LLMs also carry significant inference overhead. Running a 120-billion parameter model in real time introduces latency that is structurally incompatible with the 31ms decision windows that live gameplay requires. The small model's speed is not a secondary benefit — it is a core part of what makes it functional at all in this context.
The study contributes to a growing body of research questioning whether scaling general-purpose models is the right approach for every AI task. Several recent papers have demonstrated that narrow, domain-trained models can outperform general systems at specific tasks — from protein structure prediction to code execution — but this result is notable for how extreme the parameter gap is.
Trained on Humans, Designed for One Job
The training methodology is as instructive as the architecture. Rather than using reinforcement learning from scratch or fine-tuning a large pretrained model, the researchers trained their model on a relatively small set of human gameplay demonstrations. This approach — known as imitation learning or behavioural cloning — allows the model to learn directly from the strategies a competent human player would use, without needing to explore the game environment from first principles.

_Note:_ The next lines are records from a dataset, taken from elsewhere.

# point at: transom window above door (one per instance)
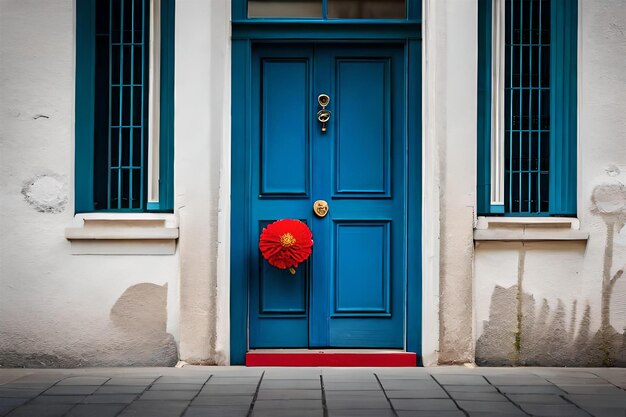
(328, 9)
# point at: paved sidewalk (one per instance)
(315, 392)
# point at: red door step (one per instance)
(328, 357)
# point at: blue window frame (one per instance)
(112, 117)
(540, 54)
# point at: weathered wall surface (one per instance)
(454, 100)
(564, 303)
(59, 309)
(202, 175)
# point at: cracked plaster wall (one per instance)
(454, 40)
(562, 282)
(55, 308)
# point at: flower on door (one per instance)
(286, 243)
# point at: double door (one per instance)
(351, 291)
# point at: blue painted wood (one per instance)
(413, 236)
(84, 104)
(326, 29)
(286, 113)
(362, 120)
(122, 172)
(240, 185)
(239, 10)
(483, 166)
(282, 83)
(366, 329)
(358, 229)
(166, 128)
(563, 107)
(361, 277)
(242, 178)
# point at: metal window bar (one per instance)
(527, 95)
(127, 95)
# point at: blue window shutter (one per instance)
(484, 107)
(84, 99)
(563, 76)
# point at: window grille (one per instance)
(121, 106)
(527, 107)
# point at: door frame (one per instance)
(244, 35)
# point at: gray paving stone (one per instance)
(54, 410)
(58, 399)
(362, 413)
(603, 401)
(530, 389)
(408, 384)
(444, 379)
(353, 394)
(228, 389)
(546, 399)
(118, 380)
(120, 389)
(356, 403)
(287, 404)
(234, 380)
(168, 395)
(4, 409)
(412, 413)
(110, 399)
(478, 396)
(288, 413)
(567, 410)
(14, 402)
(606, 412)
(155, 409)
(71, 390)
(471, 388)
(238, 400)
(423, 393)
(517, 380)
(100, 410)
(289, 394)
(83, 380)
(172, 379)
(426, 405)
(216, 411)
(351, 386)
(593, 389)
(489, 406)
(175, 387)
(19, 393)
(291, 384)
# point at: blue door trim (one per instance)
(241, 175)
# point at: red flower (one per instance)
(286, 243)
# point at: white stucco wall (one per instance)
(202, 172)
(561, 293)
(57, 309)
(450, 174)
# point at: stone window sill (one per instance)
(528, 229)
(123, 234)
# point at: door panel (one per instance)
(280, 183)
(362, 121)
(351, 292)
(285, 94)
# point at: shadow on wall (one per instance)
(134, 335)
(531, 335)
(544, 339)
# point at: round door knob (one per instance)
(320, 208)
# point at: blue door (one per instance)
(351, 291)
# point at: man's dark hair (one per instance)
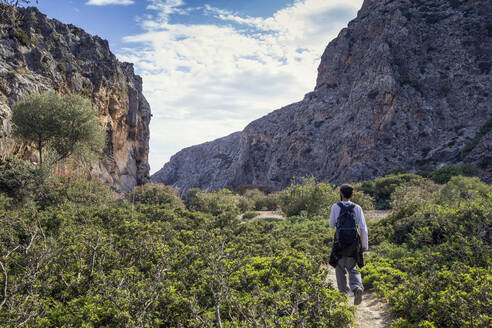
(346, 190)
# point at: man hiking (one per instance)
(348, 246)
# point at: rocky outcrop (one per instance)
(404, 87)
(44, 54)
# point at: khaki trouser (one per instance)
(344, 265)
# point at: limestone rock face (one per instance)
(40, 54)
(404, 87)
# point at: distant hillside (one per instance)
(37, 54)
(406, 86)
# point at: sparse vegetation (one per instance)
(444, 174)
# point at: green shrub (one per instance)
(381, 188)
(22, 37)
(308, 198)
(249, 215)
(216, 202)
(155, 194)
(6, 202)
(444, 174)
(18, 178)
(11, 75)
(262, 201)
(462, 190)
(76, 189)
(414, 196)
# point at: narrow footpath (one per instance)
(371, 313)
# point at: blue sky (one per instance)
(211, 67)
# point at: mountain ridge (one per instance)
(41, 54)
(405, 86)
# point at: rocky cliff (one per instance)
(43, 54)
(404, 87)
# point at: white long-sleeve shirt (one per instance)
(359, 220)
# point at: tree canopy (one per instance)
(67, 124)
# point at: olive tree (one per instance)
(67, 124)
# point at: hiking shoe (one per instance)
(357, 296)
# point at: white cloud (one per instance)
(109, 2)
(206, 81)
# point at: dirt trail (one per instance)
(371, 313)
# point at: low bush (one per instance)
(262, 201)
(76, 189)
(308, 198)
(155, 194)
(380, 189)
(431, 258)
(18, 178)
(217, 202)
(249, 215)
(444, 174)
(413, 196)
(83, 263)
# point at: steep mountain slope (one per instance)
(43, 54)
(404, 87)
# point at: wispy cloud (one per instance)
(206, 81)
(109, 2)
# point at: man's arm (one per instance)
(363, 230)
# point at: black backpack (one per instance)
(347, 238)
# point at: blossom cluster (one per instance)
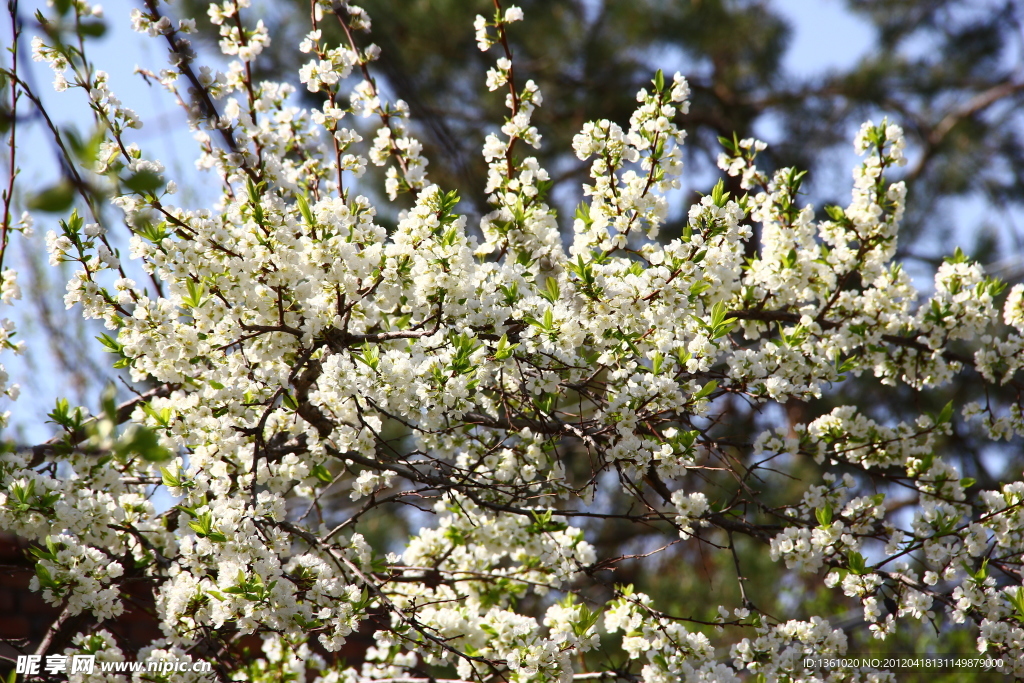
(508, 392)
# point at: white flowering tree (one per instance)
(514, 388)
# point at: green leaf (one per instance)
(92, 29)
(706, 389)
(823, 515)
(54, 199)
(143, 182)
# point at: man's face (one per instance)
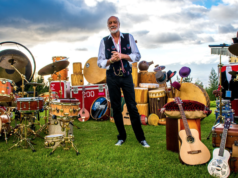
(113, 24)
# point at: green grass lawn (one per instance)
(99, 157)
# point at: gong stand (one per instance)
(67, 141)
(220, 97)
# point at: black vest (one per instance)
(125, 49)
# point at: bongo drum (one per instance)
(191, 91)
(157, 101)
(143, 109)
(147, 77)
(141, 95)
(100, 109)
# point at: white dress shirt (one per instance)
(135, 54)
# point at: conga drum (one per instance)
(191, 91)
(141, 95)
(147, 77)
(100, 109)
(157, 101)
(63, 73)
(92, 73)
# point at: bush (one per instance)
(212, 103)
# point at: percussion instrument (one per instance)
(6, 88)
(77, 68)
(100, 109)
(147, 77)
(143, 109)
(51, 140)
(92, 73)
(226, 105)
(157, 101)
(149, 85)
(30, 104)
(55, 127)
(233, 60)
(134, 74)
(53, 67)
(143, 119)
(141, 95)
(54, 95)
(153, 119)
(62, 106)
(233, 49)
(191, 91)
(77, 79)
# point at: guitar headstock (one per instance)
(227, 123)
(178, 100)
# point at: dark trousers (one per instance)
(126, 83)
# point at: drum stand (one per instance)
(220, 114)
(26, 141)
(68, 139)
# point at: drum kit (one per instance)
(62, 111)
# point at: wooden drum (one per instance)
(141, 95)
(157, 101)
(191, 91)
(92, 73)
(63, 73)
(147, 77)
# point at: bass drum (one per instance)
(100, 109)
(191, 91)
(92, 73)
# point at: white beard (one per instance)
(114, 31)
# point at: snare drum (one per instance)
(51, 140)
(54, 95)
(6, 88)
(156, 101)
(30, 104)
(62, 106)
(100, 109)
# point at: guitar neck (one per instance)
(185, 122)
(223, 142)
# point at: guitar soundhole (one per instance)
(190, 139)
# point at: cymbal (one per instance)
(233, 49)
(233, 73)
(35, 83)
(10, 56)
(54, 67)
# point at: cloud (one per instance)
(40, 20)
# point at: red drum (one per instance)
(6, 88)
(30, 104)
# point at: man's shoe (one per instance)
(144, 144)
(120, 142)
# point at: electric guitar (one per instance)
(219, 166)
(192, 150)
(83, 113)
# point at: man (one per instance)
(116, 53)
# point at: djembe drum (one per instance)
(157, 101)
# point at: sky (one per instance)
(173, 33)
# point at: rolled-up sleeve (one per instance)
(102, 61)
(135, 54)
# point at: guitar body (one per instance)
(84, 115)
(193, 153)
(219, 166)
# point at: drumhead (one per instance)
(99, 107)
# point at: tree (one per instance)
(213, 84)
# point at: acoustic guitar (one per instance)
(219, 166)
(192, 151)
(83, 113)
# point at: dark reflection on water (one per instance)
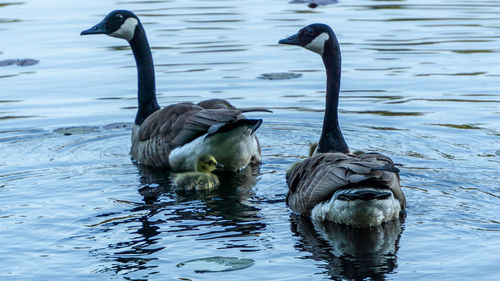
(224, 215)
(349, 253)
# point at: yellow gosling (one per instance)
(202, 178)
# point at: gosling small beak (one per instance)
(291, 40)
(96, 29)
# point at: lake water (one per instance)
(420, 83)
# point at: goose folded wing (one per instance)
(317, 178)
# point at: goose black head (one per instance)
(313, 37)
(118, 23)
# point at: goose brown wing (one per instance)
(318, 177)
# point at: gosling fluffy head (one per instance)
(313, 37)
(118, 23)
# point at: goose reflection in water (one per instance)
(350, 252)
(165, 216)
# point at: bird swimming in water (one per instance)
(175, 136)
(202, 178)
(360, 190)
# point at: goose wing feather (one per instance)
(181, 123)
(318, 177)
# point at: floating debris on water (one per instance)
(119, 125)
(19, 62)
(217, 264)
(279, 75)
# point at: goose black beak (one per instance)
(291, 40)
(365, 195)
(96, 29)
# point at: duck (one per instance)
(202, 178)
(333, 185)
(175, 136)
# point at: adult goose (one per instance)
(332, 185)
(175, 136)
(202, 178)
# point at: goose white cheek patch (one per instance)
(127, 30)
(317, 45)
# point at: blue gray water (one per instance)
(421, 83)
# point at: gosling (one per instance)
(202, 178)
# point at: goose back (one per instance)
(317, 178)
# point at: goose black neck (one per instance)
(145, 74)
(331, 137)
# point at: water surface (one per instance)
(420, 83)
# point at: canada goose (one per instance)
(202, 178)
(332, 185)
(174, 137)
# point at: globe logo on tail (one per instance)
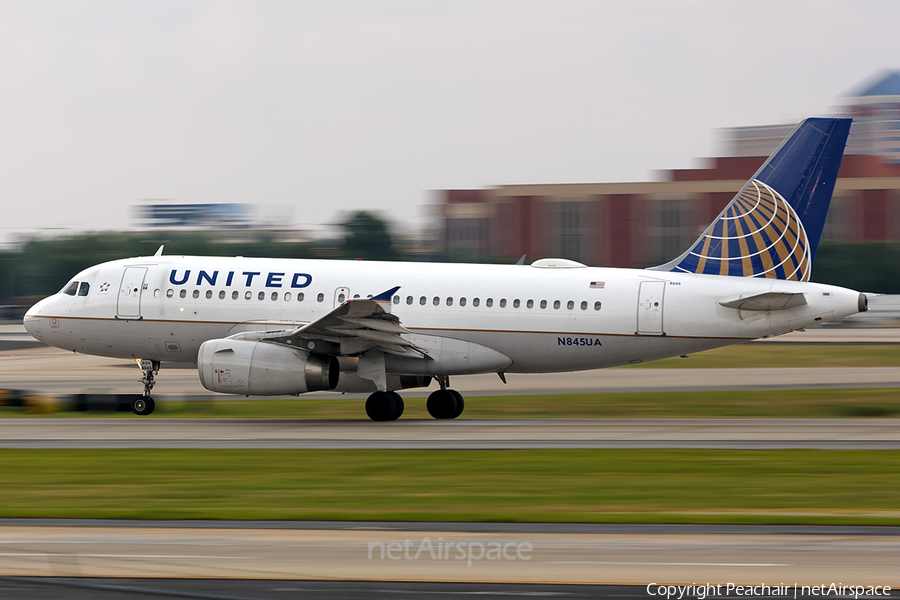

The 31,000 demonstration dataset is modest by modern machine learning standards, yet it proved sufficient to produce a competitive agent. This suggests that when training data is tightly matched to the target task, volume is less critical than relevance.
The model's ability to run on consumer hardware also carries practical implications. Deploying a 1.3 million parameter model requires a fraction of the compute resources needed to serve any of the LLMs it outperformed. In cost terms, inference from a model this size is orders of magnitude cheaper per decision.
Benchmarks Are Self-Reported — With Caveats Worth Noting
The performance figures in this study are self-reported by the authors in a preprint that has not yet undergone formal peer review, and independent replication has not been confirmed. The benchmark scenario — defend_the_center — is a single, specific DOOM environment, and results may not generalise to more complex maps, objectives, or game types.
It is also worth noting that the LLMs were not fine-tuned for this task; they were prompted to make decisions from ASCII input, which is a significant structural disadvantage. A more competitive comparison might involve fine-tuned versions of smaller language models, not frontier systems used out of the box. The researchers acknowledge the setup tests LLMs in a zero-shot or minimally adapted configuration.
Nonetheless, even accounting for these caveats, the scale of the performance gap — 178 versus 13 kills — is difficult to explain away entirely as a methodological artefact.
What This Means
For practitioners and organisations deciding how to deploy AI systems, this research reinforces a practical principle: when the task is well-defined and training data is available, a small specialised model will almost always outperform a large general one — faster, cheaper, and with less infrastructure.